It's the type of picture book that has magic to it. You don't realize it at first: it's an old picture book from the 1960s. The text is from 1918. It looks like one of those outdated books that might be of interest to a book collector, but how could it possibly pull in the media-drenched youngsters of today? At least that was what I thought, until I decided to try out this story for a read aloud. That's when I found the magic.
This old cautionary tale that's just a bit like Red Riding Hood, sans grandmother and woodsman, has a universal theme that any child will recognize. Little Girl lives near the jungle with her mother, and her mother warns her never to go near the jungle or the Gunniwolf might get her! Of course, one day, her mother goes out and Little Girl forgets the warning . . . The story has a happy ending when Little Girl manages to run home after a good scare, having learned her lesson. What makes this story sing is Wilhelmina Harper's delightful turn of phrase. Simple, easy to understand but musical with all the power of a storyteller behind them. Particularly notable are Ms. Harper's onomatopoeic phrases describing the Gunniwolf chasing Little Girl.(Hunker-cha, hunker-cha). The dialog of the characters is unusual, the Gunniwolf sounding strange with his demand that Little Girl "sing that guten sweeten song again!" and little girl's basic response of "I no move." when the Gunniwolf asks her why she moves. A child older than preschool age may find this tale a bit too young for them, but for a youngster it's one of those stories that fits just right.
While the text can be used without pictures in its own right, the pictures with this particular version of the book: William Wiesner's green and red colored drawings with incted in cross hatching for shading, are also part of the magic. They don't overwhelm the text or complicate it. Each picture complements the story in it's simplicity, but gives readers a clear image of the Gunniwolf and Little Girl. Wiesner does a marvelous job depicting the Gunniwolf as a crafty old trickster of a creature, without making him overly scary for youngsters. There's a newer version of this tale out with a different illustrator and the same text, but I confess to preferring this version and find the pictures mesh perfectly as they are.

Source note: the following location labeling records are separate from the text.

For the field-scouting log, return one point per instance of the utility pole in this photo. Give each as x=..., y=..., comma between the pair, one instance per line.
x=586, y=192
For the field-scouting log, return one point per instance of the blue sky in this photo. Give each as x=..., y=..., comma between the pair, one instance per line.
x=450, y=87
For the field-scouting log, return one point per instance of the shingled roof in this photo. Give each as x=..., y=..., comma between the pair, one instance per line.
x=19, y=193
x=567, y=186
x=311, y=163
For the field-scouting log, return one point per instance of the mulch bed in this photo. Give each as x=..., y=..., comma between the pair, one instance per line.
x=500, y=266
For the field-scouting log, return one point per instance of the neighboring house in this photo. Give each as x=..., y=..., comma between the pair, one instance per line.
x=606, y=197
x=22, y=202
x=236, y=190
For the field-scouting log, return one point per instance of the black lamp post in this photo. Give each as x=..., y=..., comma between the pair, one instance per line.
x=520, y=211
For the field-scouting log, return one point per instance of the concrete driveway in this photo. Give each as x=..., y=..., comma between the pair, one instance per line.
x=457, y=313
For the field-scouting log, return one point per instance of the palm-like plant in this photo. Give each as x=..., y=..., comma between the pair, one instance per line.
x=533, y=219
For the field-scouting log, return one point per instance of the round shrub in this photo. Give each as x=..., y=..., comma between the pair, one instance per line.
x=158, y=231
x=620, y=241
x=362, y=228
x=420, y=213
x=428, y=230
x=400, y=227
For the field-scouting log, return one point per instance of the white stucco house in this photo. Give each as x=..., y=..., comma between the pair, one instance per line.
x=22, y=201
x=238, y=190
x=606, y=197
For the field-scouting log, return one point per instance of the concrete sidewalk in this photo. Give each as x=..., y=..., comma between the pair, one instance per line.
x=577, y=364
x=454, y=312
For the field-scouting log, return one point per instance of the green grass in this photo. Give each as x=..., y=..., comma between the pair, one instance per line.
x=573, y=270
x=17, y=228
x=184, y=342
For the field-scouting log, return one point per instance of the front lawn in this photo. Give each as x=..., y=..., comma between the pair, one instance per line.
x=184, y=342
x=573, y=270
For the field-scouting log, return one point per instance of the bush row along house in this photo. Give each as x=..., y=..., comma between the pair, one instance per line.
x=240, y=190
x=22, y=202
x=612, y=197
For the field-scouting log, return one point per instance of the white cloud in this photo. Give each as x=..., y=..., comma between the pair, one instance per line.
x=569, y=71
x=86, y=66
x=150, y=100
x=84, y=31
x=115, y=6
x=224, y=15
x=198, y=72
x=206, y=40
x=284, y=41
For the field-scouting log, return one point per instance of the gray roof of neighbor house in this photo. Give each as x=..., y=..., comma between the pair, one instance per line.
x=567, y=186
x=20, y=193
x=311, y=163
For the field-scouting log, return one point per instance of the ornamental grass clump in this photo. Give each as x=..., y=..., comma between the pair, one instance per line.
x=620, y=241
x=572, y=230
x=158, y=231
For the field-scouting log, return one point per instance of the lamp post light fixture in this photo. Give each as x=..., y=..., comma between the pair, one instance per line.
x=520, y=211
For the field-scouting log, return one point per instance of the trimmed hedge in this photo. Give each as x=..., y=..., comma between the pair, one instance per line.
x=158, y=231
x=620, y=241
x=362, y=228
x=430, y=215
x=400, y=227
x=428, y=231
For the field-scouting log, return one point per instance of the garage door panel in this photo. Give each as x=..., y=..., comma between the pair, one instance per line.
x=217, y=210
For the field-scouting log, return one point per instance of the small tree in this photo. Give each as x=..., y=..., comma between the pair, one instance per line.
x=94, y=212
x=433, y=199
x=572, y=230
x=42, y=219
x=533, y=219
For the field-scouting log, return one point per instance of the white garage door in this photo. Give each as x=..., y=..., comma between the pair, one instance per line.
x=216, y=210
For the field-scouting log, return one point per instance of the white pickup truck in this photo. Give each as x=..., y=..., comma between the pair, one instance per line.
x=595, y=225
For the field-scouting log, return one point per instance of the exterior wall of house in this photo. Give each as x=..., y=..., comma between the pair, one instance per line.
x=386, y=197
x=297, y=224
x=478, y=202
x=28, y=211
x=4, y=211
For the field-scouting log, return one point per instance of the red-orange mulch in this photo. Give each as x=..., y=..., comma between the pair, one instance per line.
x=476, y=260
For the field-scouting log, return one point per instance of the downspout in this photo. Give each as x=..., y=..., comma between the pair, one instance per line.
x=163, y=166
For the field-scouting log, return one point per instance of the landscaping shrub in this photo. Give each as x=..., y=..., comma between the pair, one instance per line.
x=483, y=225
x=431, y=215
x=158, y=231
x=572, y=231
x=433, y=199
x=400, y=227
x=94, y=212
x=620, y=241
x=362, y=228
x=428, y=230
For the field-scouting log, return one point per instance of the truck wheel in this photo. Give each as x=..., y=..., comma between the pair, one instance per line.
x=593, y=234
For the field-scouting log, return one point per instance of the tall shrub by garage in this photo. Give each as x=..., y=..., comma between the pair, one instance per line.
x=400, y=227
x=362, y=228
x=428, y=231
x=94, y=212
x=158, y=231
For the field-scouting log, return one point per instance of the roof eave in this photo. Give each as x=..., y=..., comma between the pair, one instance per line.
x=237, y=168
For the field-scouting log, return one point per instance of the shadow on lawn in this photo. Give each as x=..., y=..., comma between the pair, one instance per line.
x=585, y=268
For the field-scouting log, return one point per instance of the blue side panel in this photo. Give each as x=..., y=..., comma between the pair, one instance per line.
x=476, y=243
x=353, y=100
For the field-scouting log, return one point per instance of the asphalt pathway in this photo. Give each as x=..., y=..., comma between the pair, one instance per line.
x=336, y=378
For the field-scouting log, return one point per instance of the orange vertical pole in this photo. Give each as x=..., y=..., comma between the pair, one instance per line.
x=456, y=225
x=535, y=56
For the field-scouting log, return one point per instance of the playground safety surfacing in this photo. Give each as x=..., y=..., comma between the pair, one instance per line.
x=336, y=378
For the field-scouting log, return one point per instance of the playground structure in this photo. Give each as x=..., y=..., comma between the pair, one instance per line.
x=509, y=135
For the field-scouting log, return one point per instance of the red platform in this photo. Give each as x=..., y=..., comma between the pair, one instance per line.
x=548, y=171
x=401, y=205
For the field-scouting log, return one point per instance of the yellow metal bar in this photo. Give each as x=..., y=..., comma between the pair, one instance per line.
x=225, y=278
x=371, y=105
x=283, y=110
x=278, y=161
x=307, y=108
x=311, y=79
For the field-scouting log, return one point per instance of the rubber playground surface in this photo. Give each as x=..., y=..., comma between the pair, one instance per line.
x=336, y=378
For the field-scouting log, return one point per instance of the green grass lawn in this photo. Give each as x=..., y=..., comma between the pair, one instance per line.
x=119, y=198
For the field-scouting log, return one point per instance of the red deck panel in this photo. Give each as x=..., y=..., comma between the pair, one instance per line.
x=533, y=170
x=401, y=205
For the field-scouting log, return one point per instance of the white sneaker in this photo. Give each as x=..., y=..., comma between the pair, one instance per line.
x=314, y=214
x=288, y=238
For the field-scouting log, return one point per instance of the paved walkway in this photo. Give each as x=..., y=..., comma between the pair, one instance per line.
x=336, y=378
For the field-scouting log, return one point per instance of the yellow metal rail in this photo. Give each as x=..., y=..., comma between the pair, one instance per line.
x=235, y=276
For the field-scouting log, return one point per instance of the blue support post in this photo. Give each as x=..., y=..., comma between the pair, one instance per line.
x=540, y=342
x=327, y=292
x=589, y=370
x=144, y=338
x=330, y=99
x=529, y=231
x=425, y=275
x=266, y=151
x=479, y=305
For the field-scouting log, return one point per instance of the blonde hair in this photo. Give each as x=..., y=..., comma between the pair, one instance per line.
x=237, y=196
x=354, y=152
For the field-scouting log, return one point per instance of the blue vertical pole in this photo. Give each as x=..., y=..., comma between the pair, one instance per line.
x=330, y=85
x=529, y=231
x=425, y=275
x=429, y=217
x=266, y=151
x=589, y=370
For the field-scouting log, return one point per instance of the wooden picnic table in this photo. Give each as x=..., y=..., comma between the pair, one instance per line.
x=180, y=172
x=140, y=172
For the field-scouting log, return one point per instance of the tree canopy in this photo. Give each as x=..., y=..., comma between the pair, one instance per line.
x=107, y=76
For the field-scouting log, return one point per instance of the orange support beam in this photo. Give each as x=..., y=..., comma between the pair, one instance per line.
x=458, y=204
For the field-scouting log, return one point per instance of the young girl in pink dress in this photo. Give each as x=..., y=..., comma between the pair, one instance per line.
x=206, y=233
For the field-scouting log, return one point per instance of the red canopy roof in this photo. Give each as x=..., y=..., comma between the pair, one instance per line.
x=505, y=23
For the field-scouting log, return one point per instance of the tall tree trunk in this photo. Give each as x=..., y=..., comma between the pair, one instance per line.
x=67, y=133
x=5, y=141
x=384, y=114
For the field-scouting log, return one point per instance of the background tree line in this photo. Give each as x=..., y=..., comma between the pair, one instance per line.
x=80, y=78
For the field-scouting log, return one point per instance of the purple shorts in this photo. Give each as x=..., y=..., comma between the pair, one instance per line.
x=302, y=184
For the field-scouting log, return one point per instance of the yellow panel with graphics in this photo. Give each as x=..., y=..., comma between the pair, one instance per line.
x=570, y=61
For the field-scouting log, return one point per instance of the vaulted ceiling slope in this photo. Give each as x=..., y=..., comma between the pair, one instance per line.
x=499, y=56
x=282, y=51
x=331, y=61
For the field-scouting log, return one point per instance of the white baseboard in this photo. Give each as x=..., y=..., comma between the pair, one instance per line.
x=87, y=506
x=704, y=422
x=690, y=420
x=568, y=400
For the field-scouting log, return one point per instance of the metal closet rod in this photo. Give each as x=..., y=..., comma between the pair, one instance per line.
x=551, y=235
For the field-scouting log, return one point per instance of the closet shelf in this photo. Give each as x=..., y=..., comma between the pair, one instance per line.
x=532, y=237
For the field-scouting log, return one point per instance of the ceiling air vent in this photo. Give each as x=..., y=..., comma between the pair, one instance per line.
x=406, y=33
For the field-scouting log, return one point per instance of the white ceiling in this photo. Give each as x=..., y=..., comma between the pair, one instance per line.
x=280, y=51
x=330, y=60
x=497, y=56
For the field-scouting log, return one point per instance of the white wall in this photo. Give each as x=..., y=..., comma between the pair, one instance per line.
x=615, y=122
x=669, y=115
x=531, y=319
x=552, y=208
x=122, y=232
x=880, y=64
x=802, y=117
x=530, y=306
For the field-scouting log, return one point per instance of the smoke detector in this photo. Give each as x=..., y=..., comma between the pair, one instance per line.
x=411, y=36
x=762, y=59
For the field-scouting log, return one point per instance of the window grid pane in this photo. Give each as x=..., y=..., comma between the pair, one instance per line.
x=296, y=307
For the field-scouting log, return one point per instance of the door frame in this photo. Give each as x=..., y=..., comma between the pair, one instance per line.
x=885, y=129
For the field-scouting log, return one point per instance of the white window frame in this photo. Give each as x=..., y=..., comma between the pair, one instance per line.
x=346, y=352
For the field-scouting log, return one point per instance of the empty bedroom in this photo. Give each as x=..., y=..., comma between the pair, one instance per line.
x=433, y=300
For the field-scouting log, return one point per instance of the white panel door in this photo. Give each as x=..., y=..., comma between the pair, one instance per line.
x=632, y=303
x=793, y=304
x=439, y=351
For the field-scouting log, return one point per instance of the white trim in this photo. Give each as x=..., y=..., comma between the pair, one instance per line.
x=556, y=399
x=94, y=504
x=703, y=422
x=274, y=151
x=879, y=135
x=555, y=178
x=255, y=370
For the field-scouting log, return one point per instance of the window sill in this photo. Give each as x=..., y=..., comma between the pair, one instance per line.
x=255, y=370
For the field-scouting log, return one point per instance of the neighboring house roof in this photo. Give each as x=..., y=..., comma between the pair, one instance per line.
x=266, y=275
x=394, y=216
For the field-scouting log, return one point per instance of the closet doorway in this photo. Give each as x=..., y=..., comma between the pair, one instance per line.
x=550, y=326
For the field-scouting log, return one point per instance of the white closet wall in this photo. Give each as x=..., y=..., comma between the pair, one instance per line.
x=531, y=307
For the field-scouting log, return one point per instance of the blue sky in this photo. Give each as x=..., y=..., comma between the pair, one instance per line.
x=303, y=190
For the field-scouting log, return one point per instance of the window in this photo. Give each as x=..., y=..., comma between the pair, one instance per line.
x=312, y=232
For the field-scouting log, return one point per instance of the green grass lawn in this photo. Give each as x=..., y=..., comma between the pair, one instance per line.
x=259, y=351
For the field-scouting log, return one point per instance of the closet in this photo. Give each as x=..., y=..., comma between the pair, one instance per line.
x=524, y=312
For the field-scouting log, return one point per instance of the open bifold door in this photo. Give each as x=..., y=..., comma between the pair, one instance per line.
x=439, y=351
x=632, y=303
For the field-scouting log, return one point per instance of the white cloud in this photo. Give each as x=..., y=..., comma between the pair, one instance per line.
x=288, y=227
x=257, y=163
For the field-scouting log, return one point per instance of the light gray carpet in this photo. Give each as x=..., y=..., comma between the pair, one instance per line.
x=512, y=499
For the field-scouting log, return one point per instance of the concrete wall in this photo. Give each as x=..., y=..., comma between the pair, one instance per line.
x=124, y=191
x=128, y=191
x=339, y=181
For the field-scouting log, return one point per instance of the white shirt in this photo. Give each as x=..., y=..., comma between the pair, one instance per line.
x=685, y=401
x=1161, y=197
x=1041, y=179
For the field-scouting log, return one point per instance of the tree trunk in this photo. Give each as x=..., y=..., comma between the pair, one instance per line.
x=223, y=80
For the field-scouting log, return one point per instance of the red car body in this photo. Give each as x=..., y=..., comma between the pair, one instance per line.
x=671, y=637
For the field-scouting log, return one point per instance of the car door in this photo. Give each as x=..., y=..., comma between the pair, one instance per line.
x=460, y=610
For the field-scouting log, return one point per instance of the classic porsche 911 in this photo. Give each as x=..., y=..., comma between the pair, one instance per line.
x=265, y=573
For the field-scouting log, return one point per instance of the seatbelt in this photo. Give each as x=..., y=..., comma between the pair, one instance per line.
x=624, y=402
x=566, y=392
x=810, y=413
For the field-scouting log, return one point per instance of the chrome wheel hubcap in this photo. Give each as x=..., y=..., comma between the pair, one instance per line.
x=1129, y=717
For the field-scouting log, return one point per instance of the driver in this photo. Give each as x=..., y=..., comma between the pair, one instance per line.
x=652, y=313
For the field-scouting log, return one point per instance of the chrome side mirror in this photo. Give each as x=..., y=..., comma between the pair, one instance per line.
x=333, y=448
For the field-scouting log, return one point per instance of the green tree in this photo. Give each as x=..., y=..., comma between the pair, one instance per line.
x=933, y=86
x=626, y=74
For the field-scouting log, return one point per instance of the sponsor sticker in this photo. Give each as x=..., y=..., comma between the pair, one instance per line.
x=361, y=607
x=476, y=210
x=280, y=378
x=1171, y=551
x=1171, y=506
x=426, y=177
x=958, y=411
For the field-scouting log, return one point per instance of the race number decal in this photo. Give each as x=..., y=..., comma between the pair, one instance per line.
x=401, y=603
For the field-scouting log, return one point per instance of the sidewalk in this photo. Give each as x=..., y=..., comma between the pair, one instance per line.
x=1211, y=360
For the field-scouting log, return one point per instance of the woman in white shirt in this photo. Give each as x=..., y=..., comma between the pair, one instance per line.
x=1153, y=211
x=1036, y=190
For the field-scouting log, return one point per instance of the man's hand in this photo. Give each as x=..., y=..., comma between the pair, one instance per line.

The result? Spellbound audiences of youngsters. I keep getting requests for the story, and parents who want to find the tale to retell to their own children. It's a tough book to find since this publication is out of print, but you can find a newer version with different illustrations on the market! If you like this story, consider checking out Where the Wild thing Are by Maurice Sendak and Caps for Sale by Esphyr Slobodkina for more magical picture books!